Traveling from Bordeaux to the Rhone (figuratively speaking of course) we hit the Aver Family Vineyards next (again figuratively speaking – we didn’t actually “hit” them). If you want to experience the Châteauneuf-du-Pape region of France without leaving California, try John Aver’s wines. He has a deft hand with all of them. Aver is converting the estate from Cabernet to Rhone Varietals, no doubt causing much wailing and gnashing of teeth by the “Cab Sav is everything” crowd. You know you’re in for a “big red” experience when the tasting starts with Syrah. Generally, both Karen and I prefer Burgundy and Bordeaux wines to those from the Rhone but I could learn to make an exception with Aver’s. Our favorite was the blend called “Hope” in which John has attempted to recreate the flavors of a Châteauneuf-du-Pape. We’re not experts in those types of wines but if this one is typical, we’ll have to do some more serious tasting…ahhhh…I mean research. The Family Album Red blend was good and a little lighter than I would have expected given almost 3/4s of it is Petite Sirah.

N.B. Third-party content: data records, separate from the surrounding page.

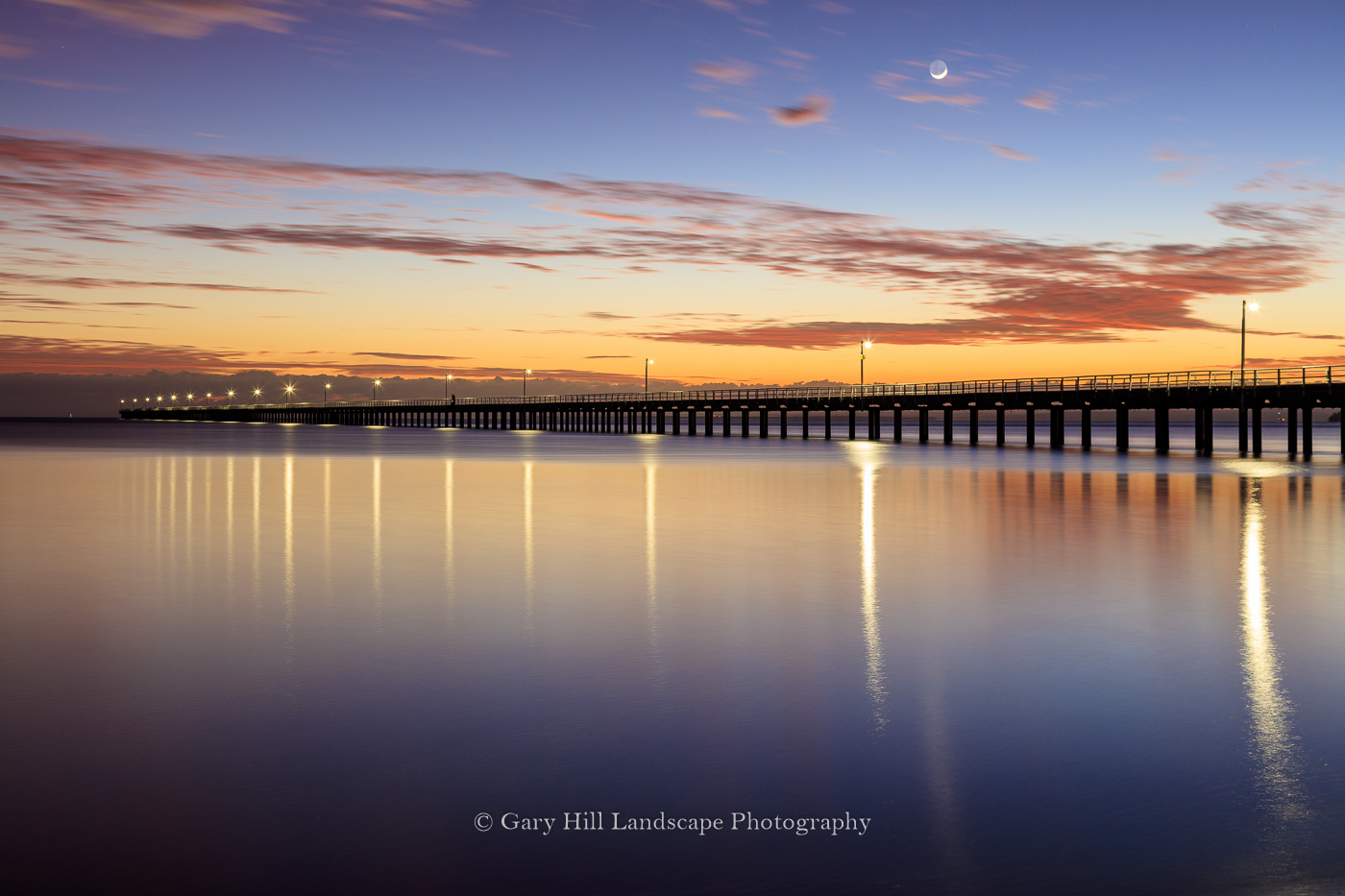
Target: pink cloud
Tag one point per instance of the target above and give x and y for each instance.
(1004, 287)
(12, 47)
(809, 110)
(183, 17)
(728, 71)
(964, 100)
(474, 49)
(1041, 100)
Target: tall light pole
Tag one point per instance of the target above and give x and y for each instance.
(1241, 375)
(1241, 382)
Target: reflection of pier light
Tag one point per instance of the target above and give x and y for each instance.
(229, 525)
(185, 517)
(869, 599)
(289, 557)
(257, 534)
(651, 569)
(1278, 774)
(327, 523)
(450, 572)
(379, 540)
(527, 547)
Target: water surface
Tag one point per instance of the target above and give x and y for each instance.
(272, 657)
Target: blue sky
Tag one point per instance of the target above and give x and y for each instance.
(1107, 130)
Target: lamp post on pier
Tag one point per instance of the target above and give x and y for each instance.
(1241, 382)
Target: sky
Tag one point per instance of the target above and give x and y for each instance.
(735, 190)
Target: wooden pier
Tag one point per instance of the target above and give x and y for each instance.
(1304, 395)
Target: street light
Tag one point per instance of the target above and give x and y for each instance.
(1243, 363)
(1241, 382)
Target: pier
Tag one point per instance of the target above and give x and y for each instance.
(1302, 395)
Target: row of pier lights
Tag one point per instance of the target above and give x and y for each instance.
(527, 372)
(327, 386)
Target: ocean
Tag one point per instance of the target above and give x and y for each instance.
(245, 657)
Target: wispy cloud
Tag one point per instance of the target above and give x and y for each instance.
(475, 49)
(183, 17)
(728, 71)
(807, 110)
(116, 282)
(1041, 100)
(12, 47)
(961, 100)
(999, 287)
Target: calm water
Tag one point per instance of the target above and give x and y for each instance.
(256, 657)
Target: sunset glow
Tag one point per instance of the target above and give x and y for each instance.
(746, 190)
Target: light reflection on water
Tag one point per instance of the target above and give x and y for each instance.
(1280, 775)
(1039, 675)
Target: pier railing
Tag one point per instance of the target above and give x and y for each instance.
(1166, 379)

Just down the road is Jason Stephens Winery and while the previous two stay true to a specific region, Jason Stephens is an equal opportunity producer (meaning they make wines from various regions), which perfectly suits our philosophy of equal opportunity drinking. Tasting took place in their still unfinished tasting room with the pervasive smell of fermentation and equally pervasive buzz of fruit flies (usually unavoidable this time of year). I say “still unfinished” because they have been waiting for the final paperwork for over a year. Don’t you just love government bureaucracy? Most of the wines that we tried were a little lighter than the typical California style, which was nice for a change. First up was a 2010 Mourvedre. We both liked it even though neither of us are huge Mourvedre fans, probably because it was lighter so no flavor was particularly overwhelming. The Zinfandel leaned to the earthier side, which is fine with me because I’m really tired of the jammy zins that seem to be the direction many producers are heading. If I want that much jam, I’ll buy a jar of Smucker’s. The Merlot was subtle and lighter as well. Karen particularly liked it calling it “yummy”. When she starts using words like “yummy”, I know we’re done.
If you live in the South Bay, try tasting in your own back yard and I wager that you’ll be surprised at the quality. Our next tour of Santa Clara Wineries will likely be in about a month when we hit the wineries south of these ones but still west of 101. When we post that one, we’ll put links between the two blog entries.